The “wetlands,” to run along Garden below Yanonali, was favored, although the idea took much ribbing from Commissioner Addison Thompson for containing, currently, native species like shopping carts and abandoned bicycles rather than water. “It’s a ditch,” he chuckled, not a wetlands. However, the commissioners praised the plantings, trees, and small bridge at the corner as a welcoming entryway to the city and its waterfront.
The height called out for the hotel, three stories, or 45 feet (actually 48 feet including the elevator tower), is also allowed in the Specific Plan and generated little disagreement from commissioners. They told the project planners to remove the storage and entryway structures on the roof — which is added into the open space requirement — that would otherwise constitute a fourth floor, which is not allowed in the Specific Plan. Cearnal emphasized the third story was aligned north to south, with the sections along Garden and Yanonali streets stepped back to two stories, all to preserve mountain views from the waterfront. He added that the Historic Landmarks Commission, which had reviewed the drawings the day before, was uncertain that Monterey-style balconies belonged on a third floor, and he was rethinking the look of that section.
The other side of the hotel, its underside, will be about 10 feet below grade as most parking goes into a 228-space, below-ground parking garage. Parking, like the number of rooms, has its own series of rules and issues, and rooms generally dictate parking spaces. But a below-ground structure two blocks from the beach has the added complication of sea rise to consider.
Cearnal set the first floor of the hotel at 13.5 feet above the current surface to avoid ocean intrusion. The land itself, now hosting a hodgepodge of storage containers, roams from a high point of 15 feet at Yanonali to an average of 10 feet or so. The garage floor is about 10 feet below the hotel’s first floor, Cearnal explained, and about 3.5 feet above the land surface to avoid the water table. Commissioner Thompson questioned whether that might rise along with the sea by century’s end.

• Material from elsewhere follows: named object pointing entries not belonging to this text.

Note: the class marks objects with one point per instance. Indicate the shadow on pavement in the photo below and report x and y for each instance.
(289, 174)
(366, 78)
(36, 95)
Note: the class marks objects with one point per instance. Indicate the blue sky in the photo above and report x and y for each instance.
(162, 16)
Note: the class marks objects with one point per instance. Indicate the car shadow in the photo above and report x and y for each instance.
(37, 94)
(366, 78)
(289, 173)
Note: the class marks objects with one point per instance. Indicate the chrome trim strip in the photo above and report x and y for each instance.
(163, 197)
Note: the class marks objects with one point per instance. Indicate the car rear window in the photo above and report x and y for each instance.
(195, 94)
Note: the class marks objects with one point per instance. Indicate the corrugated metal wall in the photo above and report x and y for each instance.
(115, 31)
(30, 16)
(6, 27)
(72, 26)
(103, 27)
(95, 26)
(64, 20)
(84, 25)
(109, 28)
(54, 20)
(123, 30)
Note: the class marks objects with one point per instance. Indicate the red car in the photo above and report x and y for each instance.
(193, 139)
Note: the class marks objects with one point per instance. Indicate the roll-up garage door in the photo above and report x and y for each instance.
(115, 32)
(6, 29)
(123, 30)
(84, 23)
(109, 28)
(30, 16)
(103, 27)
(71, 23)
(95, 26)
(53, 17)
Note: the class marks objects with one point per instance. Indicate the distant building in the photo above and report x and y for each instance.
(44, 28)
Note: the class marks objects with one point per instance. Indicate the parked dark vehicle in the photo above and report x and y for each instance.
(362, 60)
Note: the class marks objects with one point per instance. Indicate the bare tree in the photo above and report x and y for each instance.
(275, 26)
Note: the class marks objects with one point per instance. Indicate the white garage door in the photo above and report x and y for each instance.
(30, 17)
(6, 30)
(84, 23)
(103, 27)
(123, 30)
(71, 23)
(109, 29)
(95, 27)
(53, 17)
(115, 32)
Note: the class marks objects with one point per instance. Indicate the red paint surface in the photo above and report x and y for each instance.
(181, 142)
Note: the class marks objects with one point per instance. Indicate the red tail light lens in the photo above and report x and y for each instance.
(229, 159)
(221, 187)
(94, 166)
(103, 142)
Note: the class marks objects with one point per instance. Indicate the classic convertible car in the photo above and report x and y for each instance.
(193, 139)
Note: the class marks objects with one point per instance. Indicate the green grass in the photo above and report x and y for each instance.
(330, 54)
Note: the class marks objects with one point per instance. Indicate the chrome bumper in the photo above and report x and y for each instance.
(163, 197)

Santa Barbara’s guiding sea-rise study, which is currently in the review stages, posits a six-foot rise in ocean level by 2100 should the world fail to implement any and all preventive measures. If this worst-case scenario becomes the future, the sea-level-rise maps at the city vulnerability assessment website show a “blue blob,” as Marshall called it, at the property by 2100 from tidal inundation and, indeed, along the entirety of the waterfront. It would also be a block closer to the beach from shoreline erosion.

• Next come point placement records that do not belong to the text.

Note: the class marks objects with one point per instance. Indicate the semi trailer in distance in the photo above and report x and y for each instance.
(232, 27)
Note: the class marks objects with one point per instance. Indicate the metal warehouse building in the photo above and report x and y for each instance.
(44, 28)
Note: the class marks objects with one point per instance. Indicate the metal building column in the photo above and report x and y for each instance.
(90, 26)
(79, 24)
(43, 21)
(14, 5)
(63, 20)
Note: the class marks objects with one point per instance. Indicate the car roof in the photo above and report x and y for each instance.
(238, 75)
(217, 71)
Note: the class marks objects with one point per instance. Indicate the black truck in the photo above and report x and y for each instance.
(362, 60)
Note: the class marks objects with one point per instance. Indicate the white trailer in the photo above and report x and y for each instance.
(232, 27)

With the city continuing to be closed on alternate Fridays, a closure first implemented during the Great Recession, no clearer answers were forthcoming by the Independent‘s deadline on what that means for the depth of ocean likely at 101 Garden Street. Heal the Ocean founder Hillary Hauser, however, wrote a letter that cautioned the Planning Commission against any decisions on coastal zone development. “Sea Level Rise was not an issue in 1983,” said Hauser, “but it is now.”